– Может, тебя еще обедом угостить? – ехидничает Валентина. Сестрица поддакивает мерзким смешком.

– Я ничего не хочу, спасибо, – стараюсь вкладывать вежливость в интонацию, хотя меня выворачивает наизнанку от неприятия и ярости. Держусь только ради отца и...

– Да кому эта мыша нужна? Я тебе говорила, мать, что она провалит мероприятие! – сводная сестра запрокидывает голову и трясет черными волосами, они как щетка для пола трут худощавые плечи.

Клаве всего пятнадцать, но выглядит она уже зрело: формы округлились, а на лице «блядский» налет. По-другому и не назовешь. Я даже подозреваю, что она давно уже женщина, в отличии от меня. Неосторожно пропускаю смешок, и, мачеха подступив ближе, бросает короткий, но разоблачающий, взгляд мне за спину.

Стискиваю папку сильнее, будто храню сокровище нибелунгов. Хочу разуться, но замечаю движение мамаши: она метит забрать у меня документы, отчего мне приходится увернуться и выставить перед собой ладонь.
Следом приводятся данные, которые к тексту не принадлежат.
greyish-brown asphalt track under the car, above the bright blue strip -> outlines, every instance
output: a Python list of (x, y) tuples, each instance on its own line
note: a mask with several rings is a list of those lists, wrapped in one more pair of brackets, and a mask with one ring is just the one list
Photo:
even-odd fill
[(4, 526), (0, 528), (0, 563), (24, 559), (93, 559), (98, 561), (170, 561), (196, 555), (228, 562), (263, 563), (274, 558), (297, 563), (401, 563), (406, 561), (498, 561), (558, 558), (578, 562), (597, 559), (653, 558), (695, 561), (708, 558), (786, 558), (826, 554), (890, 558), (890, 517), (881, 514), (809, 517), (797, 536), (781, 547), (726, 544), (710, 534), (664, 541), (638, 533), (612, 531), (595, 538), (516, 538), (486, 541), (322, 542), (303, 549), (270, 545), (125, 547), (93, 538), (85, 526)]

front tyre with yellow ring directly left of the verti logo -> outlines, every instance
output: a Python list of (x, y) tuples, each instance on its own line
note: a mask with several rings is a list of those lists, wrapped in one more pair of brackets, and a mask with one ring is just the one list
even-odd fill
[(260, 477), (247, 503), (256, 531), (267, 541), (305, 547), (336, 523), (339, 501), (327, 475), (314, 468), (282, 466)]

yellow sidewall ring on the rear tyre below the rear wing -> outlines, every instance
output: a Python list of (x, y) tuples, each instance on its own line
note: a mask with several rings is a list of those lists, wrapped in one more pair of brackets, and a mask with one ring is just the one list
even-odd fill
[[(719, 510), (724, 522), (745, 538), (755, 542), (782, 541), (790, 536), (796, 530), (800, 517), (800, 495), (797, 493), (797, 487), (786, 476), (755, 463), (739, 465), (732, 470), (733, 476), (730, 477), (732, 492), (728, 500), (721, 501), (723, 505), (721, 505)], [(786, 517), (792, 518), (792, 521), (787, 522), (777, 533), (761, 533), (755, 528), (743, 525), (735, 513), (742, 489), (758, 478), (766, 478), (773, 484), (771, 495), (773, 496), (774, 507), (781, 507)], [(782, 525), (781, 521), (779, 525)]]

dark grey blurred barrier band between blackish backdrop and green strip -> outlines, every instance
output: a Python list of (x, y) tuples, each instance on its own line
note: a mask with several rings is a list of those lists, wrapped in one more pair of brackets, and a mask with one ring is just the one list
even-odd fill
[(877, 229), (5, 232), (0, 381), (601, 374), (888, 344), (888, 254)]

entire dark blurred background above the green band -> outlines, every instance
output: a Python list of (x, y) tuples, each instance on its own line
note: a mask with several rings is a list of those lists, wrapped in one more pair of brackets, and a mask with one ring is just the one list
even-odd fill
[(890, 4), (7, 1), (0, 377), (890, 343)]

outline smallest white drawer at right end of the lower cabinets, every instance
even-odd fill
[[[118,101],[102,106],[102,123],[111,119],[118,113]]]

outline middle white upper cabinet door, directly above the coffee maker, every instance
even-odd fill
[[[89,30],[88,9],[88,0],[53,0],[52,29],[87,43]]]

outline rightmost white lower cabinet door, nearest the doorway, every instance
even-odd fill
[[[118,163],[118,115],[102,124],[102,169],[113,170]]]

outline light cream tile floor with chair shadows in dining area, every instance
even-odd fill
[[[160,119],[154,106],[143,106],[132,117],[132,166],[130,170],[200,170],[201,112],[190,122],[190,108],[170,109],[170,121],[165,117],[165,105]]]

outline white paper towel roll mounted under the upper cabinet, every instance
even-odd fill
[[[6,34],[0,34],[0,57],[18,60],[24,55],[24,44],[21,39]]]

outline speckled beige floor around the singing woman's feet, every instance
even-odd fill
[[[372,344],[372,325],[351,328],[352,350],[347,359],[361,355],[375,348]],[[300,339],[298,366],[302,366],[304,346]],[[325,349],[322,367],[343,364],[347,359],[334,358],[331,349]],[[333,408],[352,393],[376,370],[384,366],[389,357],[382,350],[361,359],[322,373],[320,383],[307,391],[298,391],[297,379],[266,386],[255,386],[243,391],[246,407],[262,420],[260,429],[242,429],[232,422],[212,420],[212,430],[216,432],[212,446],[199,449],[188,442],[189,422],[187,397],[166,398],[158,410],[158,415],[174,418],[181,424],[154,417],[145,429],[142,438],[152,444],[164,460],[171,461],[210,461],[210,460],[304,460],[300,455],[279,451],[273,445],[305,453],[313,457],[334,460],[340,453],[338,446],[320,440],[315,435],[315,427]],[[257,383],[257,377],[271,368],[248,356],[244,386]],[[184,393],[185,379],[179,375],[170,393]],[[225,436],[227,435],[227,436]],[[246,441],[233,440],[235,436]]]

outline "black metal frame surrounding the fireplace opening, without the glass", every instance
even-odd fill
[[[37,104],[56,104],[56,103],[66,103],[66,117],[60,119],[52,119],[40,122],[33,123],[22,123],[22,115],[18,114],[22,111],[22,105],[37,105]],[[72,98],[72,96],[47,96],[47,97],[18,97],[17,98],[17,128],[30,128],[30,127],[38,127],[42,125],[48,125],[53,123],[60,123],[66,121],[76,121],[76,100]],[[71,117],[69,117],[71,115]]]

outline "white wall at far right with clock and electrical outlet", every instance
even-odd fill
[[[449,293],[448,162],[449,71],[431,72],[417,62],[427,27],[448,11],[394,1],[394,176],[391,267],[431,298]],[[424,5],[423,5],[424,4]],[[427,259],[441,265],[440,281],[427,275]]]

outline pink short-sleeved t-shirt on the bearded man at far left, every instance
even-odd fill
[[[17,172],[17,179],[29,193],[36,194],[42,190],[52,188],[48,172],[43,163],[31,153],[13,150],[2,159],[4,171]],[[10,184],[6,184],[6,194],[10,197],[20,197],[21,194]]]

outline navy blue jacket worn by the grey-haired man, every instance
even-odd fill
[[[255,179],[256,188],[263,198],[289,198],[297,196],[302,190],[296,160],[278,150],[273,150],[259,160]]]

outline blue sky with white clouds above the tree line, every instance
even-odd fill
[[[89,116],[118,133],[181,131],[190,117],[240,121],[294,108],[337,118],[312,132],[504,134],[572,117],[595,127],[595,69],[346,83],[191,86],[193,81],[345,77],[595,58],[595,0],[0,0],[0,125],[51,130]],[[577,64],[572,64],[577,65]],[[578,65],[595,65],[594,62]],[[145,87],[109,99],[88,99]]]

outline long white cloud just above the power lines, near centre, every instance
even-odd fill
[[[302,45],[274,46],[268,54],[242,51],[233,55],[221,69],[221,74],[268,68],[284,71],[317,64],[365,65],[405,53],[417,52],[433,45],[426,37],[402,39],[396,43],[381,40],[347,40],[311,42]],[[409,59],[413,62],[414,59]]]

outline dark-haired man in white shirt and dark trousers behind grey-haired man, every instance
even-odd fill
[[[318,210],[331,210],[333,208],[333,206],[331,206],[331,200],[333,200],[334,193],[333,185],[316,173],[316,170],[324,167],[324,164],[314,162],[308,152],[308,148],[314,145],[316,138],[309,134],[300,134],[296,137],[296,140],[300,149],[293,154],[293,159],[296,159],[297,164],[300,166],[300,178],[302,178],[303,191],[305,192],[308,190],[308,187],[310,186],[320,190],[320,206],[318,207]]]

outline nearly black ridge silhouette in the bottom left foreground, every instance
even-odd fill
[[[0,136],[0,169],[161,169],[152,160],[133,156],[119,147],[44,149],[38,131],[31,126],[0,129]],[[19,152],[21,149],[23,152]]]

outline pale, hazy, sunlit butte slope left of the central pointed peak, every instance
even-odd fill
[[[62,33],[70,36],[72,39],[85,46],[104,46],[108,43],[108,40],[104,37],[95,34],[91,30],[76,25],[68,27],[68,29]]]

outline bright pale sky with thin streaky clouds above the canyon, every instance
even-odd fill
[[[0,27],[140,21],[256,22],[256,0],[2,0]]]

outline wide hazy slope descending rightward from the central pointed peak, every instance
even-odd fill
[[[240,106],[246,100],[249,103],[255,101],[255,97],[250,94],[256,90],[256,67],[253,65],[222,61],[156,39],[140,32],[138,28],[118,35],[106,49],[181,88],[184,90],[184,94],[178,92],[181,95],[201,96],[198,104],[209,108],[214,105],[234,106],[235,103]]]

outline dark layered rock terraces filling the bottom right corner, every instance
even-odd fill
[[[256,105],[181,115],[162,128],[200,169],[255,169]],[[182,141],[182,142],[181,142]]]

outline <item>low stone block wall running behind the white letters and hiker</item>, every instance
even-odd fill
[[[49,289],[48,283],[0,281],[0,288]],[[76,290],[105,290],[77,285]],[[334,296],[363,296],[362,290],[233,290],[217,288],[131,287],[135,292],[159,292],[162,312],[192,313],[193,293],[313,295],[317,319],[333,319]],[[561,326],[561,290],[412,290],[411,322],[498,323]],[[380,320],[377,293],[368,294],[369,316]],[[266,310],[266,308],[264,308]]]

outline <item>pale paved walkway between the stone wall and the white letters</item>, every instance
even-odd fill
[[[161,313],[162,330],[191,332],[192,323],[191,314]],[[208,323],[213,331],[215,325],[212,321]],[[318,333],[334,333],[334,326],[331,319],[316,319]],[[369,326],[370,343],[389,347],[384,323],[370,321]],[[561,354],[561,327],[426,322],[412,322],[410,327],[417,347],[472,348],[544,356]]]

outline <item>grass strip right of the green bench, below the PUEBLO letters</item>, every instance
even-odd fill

– Нет! – отхожу и жмурюсь. Знаю, что сейчас будет взрыв, но не могу подставить Генри. Грудью лягу – не отдам этой змеюке папку!

– Что?! – мачеха расширяет  и без того выпученные глаза и замахивается. Я успеваю отпрыгнуть, кривые ногти, как лапа тигра, пролетают возле носа. Вторая все же рука врезается в мое плечо и, пока я ловлю равновесие и пытаюсь не свалить елку, Валентина смачно врезает мне пощечину. Кожа трещит от удара и в миг нагревается.

– Это не ваше, не смейте! – вою от боли и прячу лицо под ладонью,  не выпуская папку из рук. Отступаю, не обращая внимания на колючее дерево, пробираюсь на другую сторону холла.

– Какая важная стала, – кривляется сестрица. – Мам, лови ее!

Лечу на второй этаж и захлопываю дверь в комнату перед носом Клавы, отрезая ее хамство и маты мачехи.

Оседаю на пол. Жалеть себя я не стану, но слезы все равно ползут по щекам от шока.

– И что здесь? За что я буду тебя ненавидеть, Генри? – кладу папку на колени и, поглаживая по корочке кончиками пальцев, втягиваю тонкий запах кожи. Мне слышится аромат его рук: особенный, терпкий, тот, что остался на губах, подбородке, в волосах. Я пропиталась запахами дома Севера, пока спала в его постели, куталась в его простыни и одеяло.

Вот сейчас мне реально страшно. Что если внутри этой папки что-то похуже, чем за дверями?

И, не обращая внимания на ор и грохот за спиной, я распахиваю первую страницу.

18. Глава 18

Генри

Совещание и встречу с инвесторами еле выседел, а когда Женя закрыл дверь за последним юристом и закурил свои фирменные сигареты, я вообще не смог больше терпеть: встал и спрятался в уборной.

Долго умываюсь и крошу фаянс умывальника пальцами. Жаль, он оказывается крепче моей души.

Сколько часов прошло? Один, два? Мне кажется, что вечность. Лера не звонит, и с каждой секундой я понимаю, что все кончено, и больше никогда ее не увижу. Но не могу смириться. Это так тяжело осознавать.

Неожиданно вспоминаю, что так и не включил телефон. Вот идиот!

Вылетаю в кабинет, Женька подскакивает от неожиданности.

– Север, ты меня в гроб загонишь!

– Переживешь! Вот же! – ищу на столе мобильный, но, кажется, я из-за нервов его дома оставил. – Сам справишься до вечера?

– А ты куда? – друг присаживается на край стола и заинтересованно всматривается в мое лицо. Скручивает руки на широкой груди. – Вчера с вечеринки ушел и ничего не сказал, сегодня на тебе лица нет и мечешься, будто тебе шершень жалом зарядил в пятую точку. Генри, что происходит?

– Я просто не спал всю ночь, мне нужен перерыв.

– А-а-а, – Женя вкусно затягивается, выпускает струйку дыма и закатывает глаза. – Надеюсь, она того стоит, а то полетят наши контракты на филиалы в Болгарии.